На улицах — горбатые сугробы, сверкающая тишина. Обдутый ветром и быстро посвежевший, Капустин начал выматывать из себя обиды:
— Декреты мы писать пишем, а мужика не знаем и знать не хотим… Где надо брать срыву, а где и исподволь… Окажи мужику уважение, капни ему на голову масла каплю, он тебе гору своротит.
— Время горячее, Иван Павлович, а мужик жаден: капать тут некогда, плескать только успевай… Вот и приходится ему на глотку наступать: «Твое — мое, дай сюда».
— Время горячее… Мужики это понимают, а которые прикидываются дурачками, так мы им приказываем понять… «Дай хлеба» — дали. Ворчат, а дают. Через месяц разверстку до последнего зерна собрали бы, а нынче прибегает ко мне Лосев, бумажонки кажет. «Вот, говорит, в центре вышла ошибочка в расчетах и приказано нам собрать дополнительной разверстки два миллиона пудиков».
— Здорово.
— А?.. Что делают с мужиком?.. Они там, в центрах, политику разводят, а мы отдувайся. Мужик любит крепкое слово. Раз возьми — даст, а другой раз он тебе вот чего покажет… У него загодя рассчитано, сколько в разверстку сунуть, сколько на семена, сколько на пропей, на прокорм… А тут нате, пожалуйте, здорово живешь, вышла у нас ошибка в расчетах…
Передохнув, Капустин отфыркнулся, как уставшая лошадь.

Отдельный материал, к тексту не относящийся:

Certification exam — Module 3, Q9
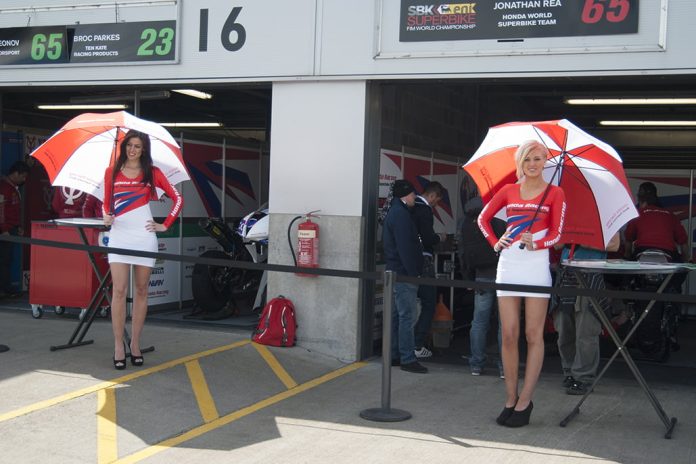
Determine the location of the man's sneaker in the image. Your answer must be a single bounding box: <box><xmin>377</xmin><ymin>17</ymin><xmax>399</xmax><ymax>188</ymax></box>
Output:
<box><xmin>401</xmin><ymin>361</ymin><xmax>428</xmax><ymax>374</ymax></box>
<box><xmin>566</xmin><ymin>380</ymin><xmax>590</xmax><ymax>395</ymax></box>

— Или чагринский райпродкомиссар, в гроб его мать, навалил под открытым небом девяносто тысяч пудов сена, перемешанного со снегом. Ну, не дурак ли?.. Выпади теплый денек, и все оно завтра же сгорит, задохнется… В Мокшановке еще того чище: насобирали битой птицы, целый амбар, она у них и раскисла, всю волость протушили, срам… Вот, Пашка, какими картинами засоряется русло, по которому должно проходить быстрое течение советской власти… «Дай людей» — и людей дали, а мы чего с ними сделали? Ты приказ-то о мобилизации читал?
— Какой приказ?.. А что? — спросил Павел, настораживаясь.
— Почитай…
Они остановились под фонарем.
Капустин извлек из портфеля оттиск приказа, и Павел внимательно прочитал отчеркнутые красным карандашом места:
§ 2. Учителя и члены комитетов бедноты, твердо стоящие на платформе советской власти и не замеченные в саботаже, призыву не подлежат.
§ 6. Добровольцы и красногвардейцы годов, не подлежащих призыву, от службы увольняются. А тех, кто пожелают остаться в рядах армии, выделять в маршевые роты и немедленно отправлять на фронт.
§ 9. Призыву подлежат все проходившие в старой армии учебные команды, офицеры всех чинов, а также лица вышеупомянутых годов, которые почему-либо не несли военной службы до революции.
— Это же чистейшая контрреволюция! — воскликнул Павел.
— И я то же говорю. Кто уклонялся от военной службы до революции? Торгаши, купцы и всякие калеки… На какой кляп они нужны нам… А красногвардейцы, фронтовики, учителя, комбедчики — наиболее сознательные элементы — от армии отшиты. Ловко?.. Кто же по этому приказу в город явился? С одной стороны, темная и необстрелянная крестьянская молодежь, с другой — ефрейторы, фельдфебеля, офицеры, кулацкие сынки… — И мы им сами, своими руками выдали оружие?
— Роздали около трех тысяч винтовок, они уволокли их с собой и теперь из нашего оружия будут стрелять в нас.
— Чьих это рук дело? Враг или дурак?
— И тот и другой… Приказ мы поручили сочинить Чуркину, а он, балда, поехал за военными советами к Глубоковскому, тот ему и насоветовал…
Подавленный Павел молчал… Думы дробились, как быстрая вода на камнях… Морозные просторы, снежные зыби, синяя кайма лесов по белому полю, обозы с хлебом и дровами, ссыпки в хлебной пыли, мужичьи крутые шутки, бредущие по волчьему следу дезертиры, всесильные продкомиссары, выколачивающие разверстку и морозящие картошку тысячами пудов, редкие островки партийных ячеек…
— До сего часа, — заговорил Павел, — за недосугом, а вернее, по ротозейству, я не удосужился прочитать текст приказа… А печатал его Курочкин, есть у нас в типографии меньшевичек такой, не предупредил, собака… Впрочем, нечего на других сваливать, мобилизацию провалили мы сами… Во всем виноваты сами… Где были наши головы?
— Пускай теперь Чуркин поедет, соберет дезертиров, пускай понюхает, чем там пахнет…
— Не о том разговор, Иван Павлович. Кто этот начальник гарнизона?.. Глубоковский, Глубоковский, только о нем и слышу.
— Офицер какой-то… Наказывал я Мартынову — проверь. Он проверил и говорит: «Ничего страшного, служит в Красной армии второй год».